For decades, we thought that dragonflies of any hawk-sized size needed highly oxygenated air to survive because the insects’ respiratory systems are less efficient than those of mammals, birds or reptiles. As atmospheric oxygen levels dropped, there was no longer enough oxygen to support the giant insects. “It’s a simple, beautiful explanation,” said Edward Snelling, professor of veterinary science at the University of Pretoria. “But this is wrong.”

insect breathing

Unlike mammals, insects do not have a centralized pair of lungs and a closed circulatory system that delivers oxygenated blood to their tissues. “They breathe through internal tubing called the tracheal system,” Snelling explained.

Air enters the bodies of insects through special pores on their exoskeleton called spiracles. From there, it travels to larger tubes, the trachea, which gradually divide into microscopic, thin, blind-ended tubes known as tracheoles. These tracheae are embedded deep within the insect’s tissues, and mitochondria in neighboring cells are stored next to them.

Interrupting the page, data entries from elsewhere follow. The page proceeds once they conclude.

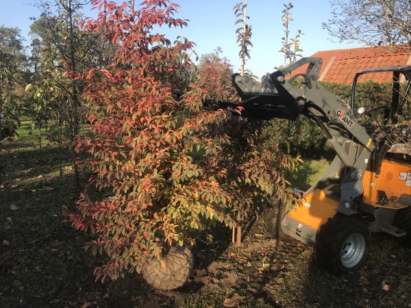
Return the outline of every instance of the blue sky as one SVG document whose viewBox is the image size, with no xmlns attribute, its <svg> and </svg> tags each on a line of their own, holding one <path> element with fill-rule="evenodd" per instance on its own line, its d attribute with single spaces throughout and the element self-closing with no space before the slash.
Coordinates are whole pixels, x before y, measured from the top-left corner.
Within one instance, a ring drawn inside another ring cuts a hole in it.
<svg viewBox="0 0 411 308">
<path fill-rule="evenodd" d="M 38 10 L 29 3 L 31 0 L 0 0 L 0 25 L 18 27 L 28 38 L 29 17 L 38 17 Z M 121 3 L 116 0 L 117 3 Z M 136 1 L 139 2 L 139 0 Z M 238 59 L 239 48 L 236 44 L 235 25 L 236 20 L 233 8 L 237 0 L 173 0 L 177 3 L 178 17 L 188 19 L 188 27 L 182 29 L 160 29 L 173 41 L 177 36 L 185 36 L 197 44 L 195 51 L 199 55 L 212 53 L 217 47 L 222 48 L 223 55 L 227 57 L 237 72 L 240 61 Z M 339 44 L 331 42 L 326 30 L 322 29 L 322 23 L 331 18 L 332 7 L 328 0 L 308 1 L 295 0 L 290 1 L 294 8 L 291 10 L 294 21 L 290 22 L 291 37 L 297 30 L 304 34 L 301 36 L 301 47 L 305 57 L 310 56 L 319 50 L 338 49 L 360 47 L 358 44 Z M 284 64 L 284 55 L 278 51 L 282 47 L 281 38 L 284 36 L 282 11 L 286 2 L 278 0 L 249 0 L 247 15 L 249 25 L 252 25 L 253 36 L 251 49 L 251 59 L 246 63 L 246 68 L 260 77 L 266 73 L 274 71 L 274 66 Z M 286 2 L 287 3 L 288 1 Z M 96 11 L 84 10 L 85 16 L 95 16 Z M 27 40 L 27 44 L 29 44 Z"/>
</svg>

Insects can actively pump air in and out of the large trachea by bending their bodies, but this active pumping stops at the very end of the line, in the small trachea. Here, oxygen delivery depends on passive diffusion to cross the final barrier in the tissue.

The problem with propagation is that it is extremely slow. The oxygen barrier hypothesis argued that the larger an insect grows, the further oxygen must travel to reach deeper tissues.

“As insects get bigger, the challenge of proliferation gets bigger,” Snelling said.

To avoid muscle suffocation, a large insect would need a much wider or far more numerous trachea to maintain its oxygen supply, meaning there must be an anatomical tipping point. If an insect grows too large, the volume of breathing tubes needed to supply oxygen to its muscles will take up too much physical space. The trachea constricts the very muscle fibers they were trying to fuel, severely impairing the insect’s flight ability.